NASHVILLE, Tenn. (WKRN) — Tennessee Democrats want the public to weigh in on the subject of marijuana legalization in the November elections.
Rep. Jesse Chism (D-Memphis) has once again filed a bill that would add three nonbinding questions related to the legalization of marijuana on the November 2024 ballot. This would be the second time in two years Chism has attempted to get these questions on the ballot for all Tennesseans.
Last year, Chism filed the same legislation, but the bill failed in a House subcommittee.

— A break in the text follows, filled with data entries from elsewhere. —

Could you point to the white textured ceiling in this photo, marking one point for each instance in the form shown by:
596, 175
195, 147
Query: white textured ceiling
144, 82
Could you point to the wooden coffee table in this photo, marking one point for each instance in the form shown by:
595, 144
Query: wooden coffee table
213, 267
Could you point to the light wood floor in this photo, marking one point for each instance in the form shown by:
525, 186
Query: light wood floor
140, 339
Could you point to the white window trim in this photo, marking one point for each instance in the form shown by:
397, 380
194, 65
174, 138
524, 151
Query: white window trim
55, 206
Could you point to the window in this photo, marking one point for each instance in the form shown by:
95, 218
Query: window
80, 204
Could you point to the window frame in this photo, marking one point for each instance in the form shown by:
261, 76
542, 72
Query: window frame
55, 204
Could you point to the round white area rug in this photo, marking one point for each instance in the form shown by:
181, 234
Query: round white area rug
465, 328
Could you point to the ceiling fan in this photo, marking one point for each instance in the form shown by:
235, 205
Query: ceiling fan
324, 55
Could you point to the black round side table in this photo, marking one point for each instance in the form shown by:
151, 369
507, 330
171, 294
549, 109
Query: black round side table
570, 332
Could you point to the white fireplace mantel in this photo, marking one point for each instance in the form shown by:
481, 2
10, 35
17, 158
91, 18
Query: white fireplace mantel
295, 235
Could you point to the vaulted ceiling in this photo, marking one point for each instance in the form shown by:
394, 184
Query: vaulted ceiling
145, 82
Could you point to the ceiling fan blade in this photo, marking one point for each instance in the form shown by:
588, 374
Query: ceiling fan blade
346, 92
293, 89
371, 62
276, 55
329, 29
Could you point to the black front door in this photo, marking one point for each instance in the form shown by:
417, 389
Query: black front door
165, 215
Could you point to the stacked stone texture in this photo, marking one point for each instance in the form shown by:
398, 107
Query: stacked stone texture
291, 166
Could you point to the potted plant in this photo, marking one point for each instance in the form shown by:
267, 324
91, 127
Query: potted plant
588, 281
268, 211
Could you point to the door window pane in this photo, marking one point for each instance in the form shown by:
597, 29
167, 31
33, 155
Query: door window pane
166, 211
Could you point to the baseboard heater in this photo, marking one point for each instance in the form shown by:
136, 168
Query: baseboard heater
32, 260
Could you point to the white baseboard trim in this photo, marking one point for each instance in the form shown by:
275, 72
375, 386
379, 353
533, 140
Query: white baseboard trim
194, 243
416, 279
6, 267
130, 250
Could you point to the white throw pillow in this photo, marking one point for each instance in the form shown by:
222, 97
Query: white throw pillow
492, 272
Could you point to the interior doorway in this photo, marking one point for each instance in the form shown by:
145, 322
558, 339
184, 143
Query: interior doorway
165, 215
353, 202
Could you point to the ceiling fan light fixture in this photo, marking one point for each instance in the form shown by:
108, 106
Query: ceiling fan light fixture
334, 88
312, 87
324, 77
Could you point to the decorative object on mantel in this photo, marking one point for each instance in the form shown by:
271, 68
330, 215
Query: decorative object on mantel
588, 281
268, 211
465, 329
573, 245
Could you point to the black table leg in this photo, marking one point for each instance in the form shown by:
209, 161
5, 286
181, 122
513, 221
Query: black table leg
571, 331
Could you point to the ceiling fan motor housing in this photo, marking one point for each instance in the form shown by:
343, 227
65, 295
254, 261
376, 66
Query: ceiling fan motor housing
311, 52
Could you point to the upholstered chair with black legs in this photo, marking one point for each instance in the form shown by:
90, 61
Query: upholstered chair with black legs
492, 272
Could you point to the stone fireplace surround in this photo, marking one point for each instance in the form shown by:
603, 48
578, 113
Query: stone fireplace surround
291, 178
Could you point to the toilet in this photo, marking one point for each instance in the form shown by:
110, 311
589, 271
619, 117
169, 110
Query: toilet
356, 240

The questions Chism hopes to get on the ballot are:
Should the State of Tennessee legalize medical marijuana? YES or NO
Should the State of Tennessee decriminalize possession of less than one ounce (1 oz.) of marijuana? YES or NO
Should the State of Tennessee legalize and regulate commercial sales of recreational use of marijuana? YES or NO
The questions would serve as a “non-binding, advisory referendum” on the state of marijuana laws in Tennessee.
The bill would also require the Secretary of State to compile the results of the ballot questions and publish them online as well as forward the results to every member of the general assembly.
“This would not change the law; it would merely get a gauge on what the people think about this subject matter,” Chism said during the House Elections & Campaign Finance Subcommittee meeting held Feb. 22, 2023. “I think it’s important to ask our fellow Tennesseans what they think about this subject matter.”
Resistance to the bill included the length of Tennessee ballots and how the discussion about legalizing marijuana should be a federal issue. The fact that marijuana remains a Schedule I drug per the Drug Enforcement Agency’s classification standards gives many lawmakers pause.
During that same House subcommittee, Rep. John Crawford (R-Bristol/Kingsport), said as much, telling Chism he felt the issue was a federal one.
“I think it should be held at the federal level,” he said of any polling or referendum on the issue.
Previous polling data from MTSU shows more than 80% of Tennesseans support cannabis legalization in some capacity. Medical cannabis usage is even increasingly popular among Republican lawmakers, with Sen. Janice Bowling (R-Tullahoma) repeatedly sponsoring legislation to create a commission regulating cannabis for medicinal purposes in the Volunteer State.
However, despite efforts from both sides of the aisle to allow for even incremental marijuana legalization, no bill on the subject has managed to pass the Senate Judiciary Committee.
Tennessee is surrounded by eight states; six of those states have legalized marijuana use in some form. Only North Carolina and Georgia remain with total prohibitions like Tennessee. Missouri and Virginia have fully legalized recreational cannabis use, while Kentucky, Arkansas, Mississippi and Alabama have legalized medical cannabis.